We sometimes reuse existent models to build loss module like perceptual loss and GAN’s adversarial loss. I would like to know that if the existent models are accelerated with nn.DataParallel, it is inefficient to use nn.DataParallel one more time for the loss Module which use the existent models.
For example, model1 and model2 compose cycle loss module as follows. In that case, is the code, “cycle_loss = nn.DataParallel(CycleLoss(model1, model2)).cuda()”, inefficient?
import torch
import torch.nn as nn
import torch.nn.functional as F
class Model(nn.Module):
def __init__(self):
super().__init__()
self.conv = nn.Conv2d(1,1,3,1,1)
def forward(input):
return F.relu(self.conv(input))
class CycleLoss(nn.Module):
def __init__(self, model1, model2):
super().__init__()
self.model1 = model1
self.model2 = model2
self.l1 = nn.L1Loss()
def forward(input1, input2):
loss = self.l1(self.model2(self.model1(input1)), input1)
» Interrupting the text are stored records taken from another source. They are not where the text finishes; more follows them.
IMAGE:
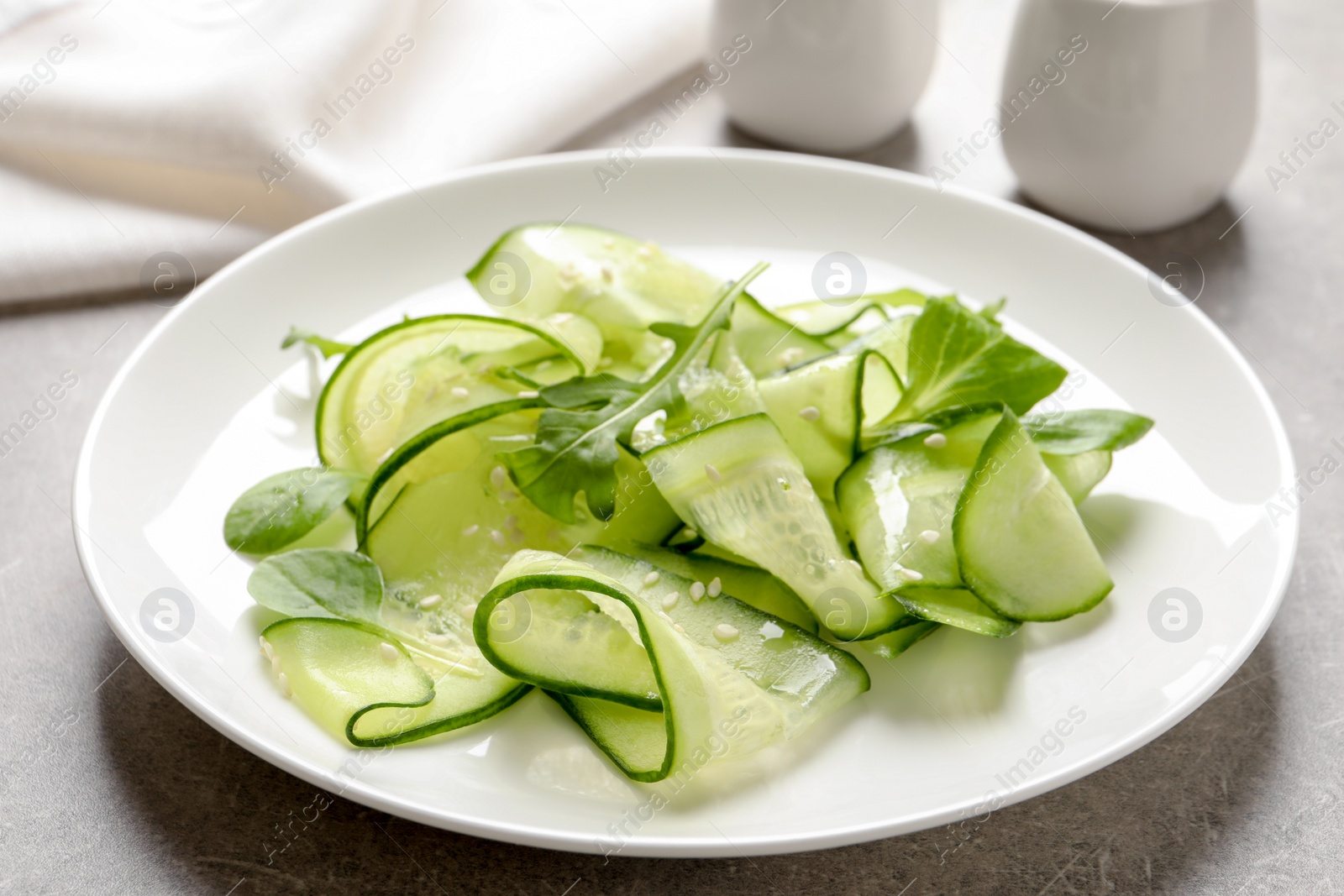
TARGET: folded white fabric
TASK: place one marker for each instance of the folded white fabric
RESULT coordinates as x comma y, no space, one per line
201,127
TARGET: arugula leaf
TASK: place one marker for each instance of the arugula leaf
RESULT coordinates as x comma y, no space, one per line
575,448
326,345
958,359
282,508
319,582
1079,432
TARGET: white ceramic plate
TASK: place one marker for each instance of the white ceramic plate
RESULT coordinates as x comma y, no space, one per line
961,725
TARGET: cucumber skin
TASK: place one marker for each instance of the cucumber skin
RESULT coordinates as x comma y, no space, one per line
976,584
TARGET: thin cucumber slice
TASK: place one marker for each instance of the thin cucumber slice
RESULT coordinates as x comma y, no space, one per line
956,607
729,679
324,582
412,375
1079,473
741,486
749,584
769,344
618,282
342,671
1023,548
897,641
820,406
900,499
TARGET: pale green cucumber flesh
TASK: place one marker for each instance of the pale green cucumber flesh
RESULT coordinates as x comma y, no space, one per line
1021,546
900,500
741,486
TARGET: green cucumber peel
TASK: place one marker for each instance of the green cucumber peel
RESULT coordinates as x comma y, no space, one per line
958,358
1093,430
286,506
577,434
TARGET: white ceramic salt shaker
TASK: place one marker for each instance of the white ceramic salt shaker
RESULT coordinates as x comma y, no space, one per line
826,76
1148,121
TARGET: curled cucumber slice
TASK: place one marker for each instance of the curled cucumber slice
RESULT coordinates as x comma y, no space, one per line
1023,548
659,679
412,375
741,486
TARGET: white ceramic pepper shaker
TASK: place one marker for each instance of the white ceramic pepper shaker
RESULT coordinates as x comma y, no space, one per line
826,76
1151,118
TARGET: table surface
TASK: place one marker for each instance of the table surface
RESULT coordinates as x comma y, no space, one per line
109,785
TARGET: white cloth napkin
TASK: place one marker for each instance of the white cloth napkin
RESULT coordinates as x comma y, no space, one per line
129,128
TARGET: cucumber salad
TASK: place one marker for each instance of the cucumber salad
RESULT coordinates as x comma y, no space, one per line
679,515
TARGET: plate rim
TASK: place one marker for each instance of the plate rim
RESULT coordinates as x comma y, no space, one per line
652,846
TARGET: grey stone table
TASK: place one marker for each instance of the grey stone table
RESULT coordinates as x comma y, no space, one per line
109,785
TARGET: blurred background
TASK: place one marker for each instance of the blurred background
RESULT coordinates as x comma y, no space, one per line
144,144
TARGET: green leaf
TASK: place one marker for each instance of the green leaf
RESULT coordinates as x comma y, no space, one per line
960,359
575,448
319,582
1079,432
326,345
282,508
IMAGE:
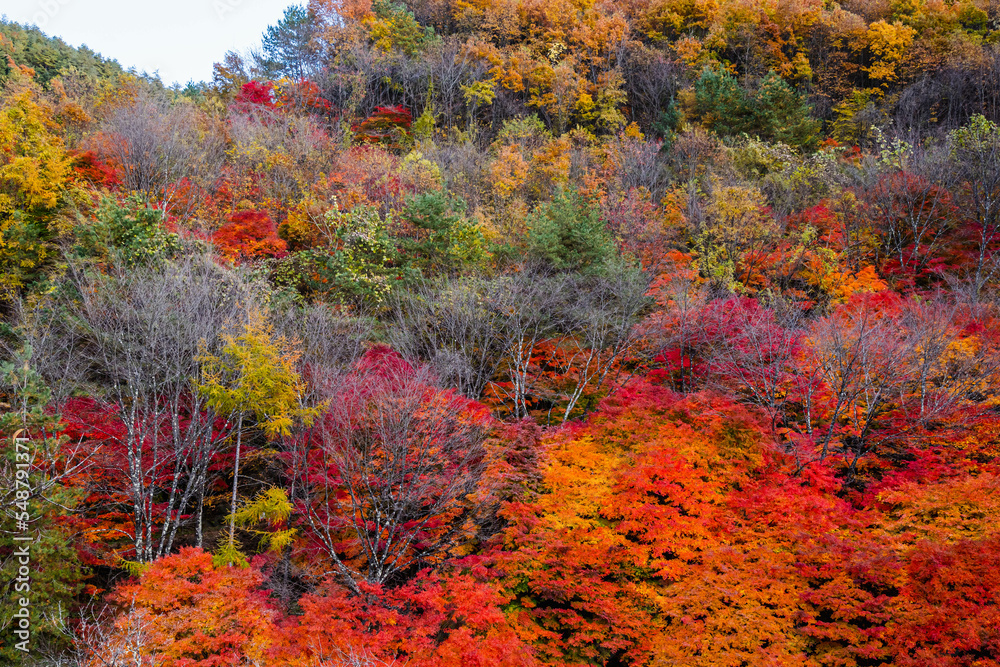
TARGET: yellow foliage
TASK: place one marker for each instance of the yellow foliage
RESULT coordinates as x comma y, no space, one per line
888,43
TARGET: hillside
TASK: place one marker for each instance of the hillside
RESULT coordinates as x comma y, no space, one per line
508,332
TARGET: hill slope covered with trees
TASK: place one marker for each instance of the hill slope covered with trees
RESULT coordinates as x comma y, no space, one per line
508,332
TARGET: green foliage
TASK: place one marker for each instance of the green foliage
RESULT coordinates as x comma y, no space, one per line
568,234
363,265
395,27
56,573
780,114
130,234
445,241
35,174
720,103
774,111
287,47
856,117
49,57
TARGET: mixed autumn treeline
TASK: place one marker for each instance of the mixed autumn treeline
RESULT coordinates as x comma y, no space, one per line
509,332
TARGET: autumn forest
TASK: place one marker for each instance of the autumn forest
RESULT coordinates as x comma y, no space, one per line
508,333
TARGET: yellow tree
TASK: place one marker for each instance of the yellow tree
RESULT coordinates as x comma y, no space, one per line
254,374
34,174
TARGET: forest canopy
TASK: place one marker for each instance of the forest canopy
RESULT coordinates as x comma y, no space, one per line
508,333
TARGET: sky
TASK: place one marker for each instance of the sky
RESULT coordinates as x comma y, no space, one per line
180,39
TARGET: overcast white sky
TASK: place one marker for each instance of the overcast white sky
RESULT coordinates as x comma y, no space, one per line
179,38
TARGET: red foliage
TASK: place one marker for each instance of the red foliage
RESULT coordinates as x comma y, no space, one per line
386,125
446,620
249,235
256,94
89,166
188,613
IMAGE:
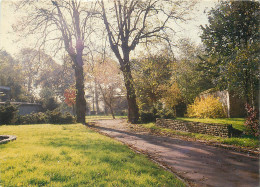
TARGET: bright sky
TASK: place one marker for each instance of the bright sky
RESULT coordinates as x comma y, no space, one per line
8,39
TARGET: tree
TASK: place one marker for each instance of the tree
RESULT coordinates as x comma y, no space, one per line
131,22
188,71
70,98
11,76
152,78
106,75
232,42
64,24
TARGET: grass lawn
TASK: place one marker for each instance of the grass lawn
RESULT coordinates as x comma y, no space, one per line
72,155
244,141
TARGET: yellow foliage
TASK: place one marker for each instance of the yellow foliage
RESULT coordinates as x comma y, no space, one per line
209,107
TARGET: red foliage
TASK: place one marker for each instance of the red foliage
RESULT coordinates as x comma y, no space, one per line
252,122
70,96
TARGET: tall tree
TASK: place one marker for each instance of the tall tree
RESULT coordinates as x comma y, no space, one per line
11,76
64,24
232,42
151,76
130,22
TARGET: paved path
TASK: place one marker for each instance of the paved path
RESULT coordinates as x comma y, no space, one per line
197,163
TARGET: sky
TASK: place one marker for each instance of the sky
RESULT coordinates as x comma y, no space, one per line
8,39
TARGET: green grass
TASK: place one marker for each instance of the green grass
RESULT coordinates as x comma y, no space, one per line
72,155
237,123
244,141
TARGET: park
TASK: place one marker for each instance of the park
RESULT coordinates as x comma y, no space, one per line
129,93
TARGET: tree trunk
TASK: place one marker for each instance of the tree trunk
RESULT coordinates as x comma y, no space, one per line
80,98
96,97
133,111
112,111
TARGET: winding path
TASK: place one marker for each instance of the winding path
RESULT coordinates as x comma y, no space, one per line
197,163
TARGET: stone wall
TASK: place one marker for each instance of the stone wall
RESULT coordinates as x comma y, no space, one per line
196,127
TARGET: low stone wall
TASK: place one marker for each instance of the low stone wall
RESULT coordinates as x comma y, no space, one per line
6,138
196,127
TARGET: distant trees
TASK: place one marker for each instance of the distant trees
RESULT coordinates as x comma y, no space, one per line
108,82
131,22
10,76
65,25
152,77
232,43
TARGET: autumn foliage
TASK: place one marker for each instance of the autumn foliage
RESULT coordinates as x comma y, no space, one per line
209,107
252,121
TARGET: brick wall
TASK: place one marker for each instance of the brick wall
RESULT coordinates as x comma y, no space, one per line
196,127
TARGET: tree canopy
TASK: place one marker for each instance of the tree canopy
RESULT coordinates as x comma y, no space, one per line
232,42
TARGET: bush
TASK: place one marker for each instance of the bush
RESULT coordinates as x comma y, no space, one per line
55,117
8,114
252,122
147,117
209,107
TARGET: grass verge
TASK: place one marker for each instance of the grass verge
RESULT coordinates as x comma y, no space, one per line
72,155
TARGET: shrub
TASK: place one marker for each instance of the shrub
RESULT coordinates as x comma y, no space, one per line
147,117
209,107
54,116
8,114
252,122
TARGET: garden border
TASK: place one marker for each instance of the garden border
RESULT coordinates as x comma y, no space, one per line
6,138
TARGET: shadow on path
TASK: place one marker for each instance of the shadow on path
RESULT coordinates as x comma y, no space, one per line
200,164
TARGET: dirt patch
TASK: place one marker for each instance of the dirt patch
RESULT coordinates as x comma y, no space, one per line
197,163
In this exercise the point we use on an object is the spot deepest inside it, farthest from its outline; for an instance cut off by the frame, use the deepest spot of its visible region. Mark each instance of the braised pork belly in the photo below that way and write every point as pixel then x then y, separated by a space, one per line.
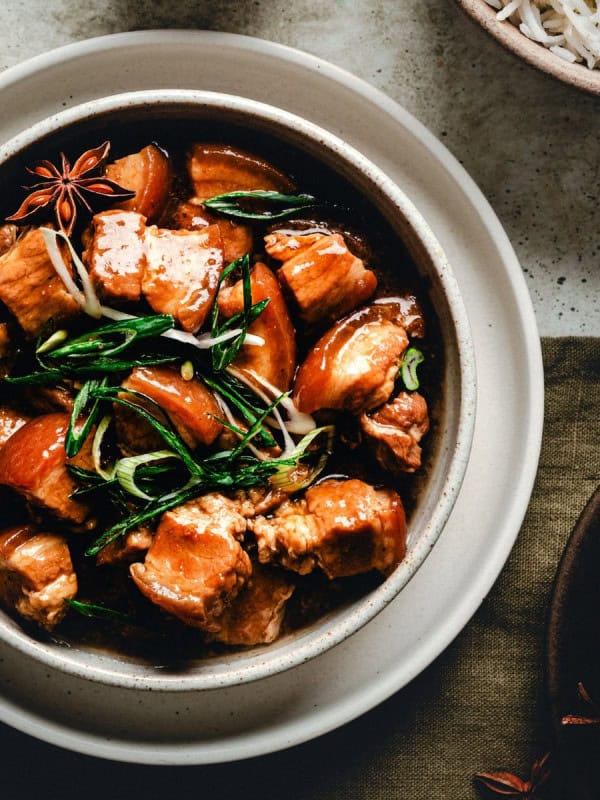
pixel 204 410
pixel 36 574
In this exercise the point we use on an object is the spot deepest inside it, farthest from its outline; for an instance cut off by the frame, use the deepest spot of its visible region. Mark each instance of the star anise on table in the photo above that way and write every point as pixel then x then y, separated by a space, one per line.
pixel 506 784
pixel 575 719
pixel 69 188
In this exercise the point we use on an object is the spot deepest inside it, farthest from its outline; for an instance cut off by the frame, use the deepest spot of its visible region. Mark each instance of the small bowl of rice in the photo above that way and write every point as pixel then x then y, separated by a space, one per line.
pixel 559 37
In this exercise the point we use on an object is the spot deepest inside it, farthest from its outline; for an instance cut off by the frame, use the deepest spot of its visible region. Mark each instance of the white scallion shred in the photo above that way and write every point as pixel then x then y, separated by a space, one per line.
pixel 88 300
pixel 298 422
pixel 89 303
pixel 58 337
pixel 568 28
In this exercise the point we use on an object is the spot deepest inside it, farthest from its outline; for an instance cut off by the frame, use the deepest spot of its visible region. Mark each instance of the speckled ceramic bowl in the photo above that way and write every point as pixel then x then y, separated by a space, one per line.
pixel 454 423
pixel 533 53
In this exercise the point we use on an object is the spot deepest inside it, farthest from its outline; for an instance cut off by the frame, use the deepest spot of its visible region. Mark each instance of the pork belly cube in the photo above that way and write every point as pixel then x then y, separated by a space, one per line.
pixel 126 549
pixel 395 430
pixel 6 346
pixel 190 406
pixel 36 574
pixel 345 527
pixel 275 360
pixel 237 239
pixel 8 236
pixel 325 279
pixel 255 616
pixel 10 422
pixel 148 174
pixel 30 287
pixel 217 169
pixel 182 272
pixel 33 462
pixel 116 254
pixel 354 365
pixel 196 565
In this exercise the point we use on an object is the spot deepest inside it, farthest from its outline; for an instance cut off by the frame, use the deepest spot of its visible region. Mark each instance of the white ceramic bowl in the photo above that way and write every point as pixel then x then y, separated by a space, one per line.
pixel 455 422
pixel 575 74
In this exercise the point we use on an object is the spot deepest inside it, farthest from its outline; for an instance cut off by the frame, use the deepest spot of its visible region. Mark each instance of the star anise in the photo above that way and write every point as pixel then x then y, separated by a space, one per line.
pixel 508 785
pixel 69 188
pixel 575 719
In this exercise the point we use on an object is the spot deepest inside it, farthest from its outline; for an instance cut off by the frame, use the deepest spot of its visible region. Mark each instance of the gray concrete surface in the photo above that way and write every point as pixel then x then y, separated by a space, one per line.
pixel 529 142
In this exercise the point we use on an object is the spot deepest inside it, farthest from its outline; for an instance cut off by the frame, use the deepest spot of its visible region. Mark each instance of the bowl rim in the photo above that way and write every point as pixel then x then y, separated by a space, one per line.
pixel 312 643
pixel 533 53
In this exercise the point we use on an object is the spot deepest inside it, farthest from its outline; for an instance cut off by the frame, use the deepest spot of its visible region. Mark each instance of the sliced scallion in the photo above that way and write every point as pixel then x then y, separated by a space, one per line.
pixel 126 468
pixel 408 371
pixel 262 206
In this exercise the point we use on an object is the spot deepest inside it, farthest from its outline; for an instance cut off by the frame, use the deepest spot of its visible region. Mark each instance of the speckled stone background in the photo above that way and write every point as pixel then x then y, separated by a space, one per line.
pixel 530 143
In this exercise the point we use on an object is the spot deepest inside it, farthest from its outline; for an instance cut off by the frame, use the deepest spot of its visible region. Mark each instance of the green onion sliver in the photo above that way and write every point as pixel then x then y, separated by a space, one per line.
pixel 408 371
pixel 95 611
pixel 107 474
pixel 126 469
pixel 283 479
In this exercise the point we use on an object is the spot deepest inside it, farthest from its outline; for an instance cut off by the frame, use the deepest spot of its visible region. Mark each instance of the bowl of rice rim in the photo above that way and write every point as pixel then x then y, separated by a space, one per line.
pixel 558 37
loss += self.l1(self.model1(self.model2(input2)), input2)
return loss[None] # expand dim=0 to concatnate
# make model
model1 = nn.DataParallel(Model()).cuda()
model2 = nn.DataParallel(Model()).cuda()
# loss module
cycle_loss = nn.DataParallel(CycleLoss(model1, model2)).cuda()
# opt
opt = torch.optim.Adam(list(model1.parameters()) + list(model2.parameters()))
# train
for input1, input2 in data_loader:
opt.zero_grad()
loss = cycle_loss(input1, input2)
loss = loss.mean()
loss.backward()
opt.step()
I am afraid that nesting nn.DataParallel makes the code perform scatter and gather at each sub-module needlessly.
Thank you.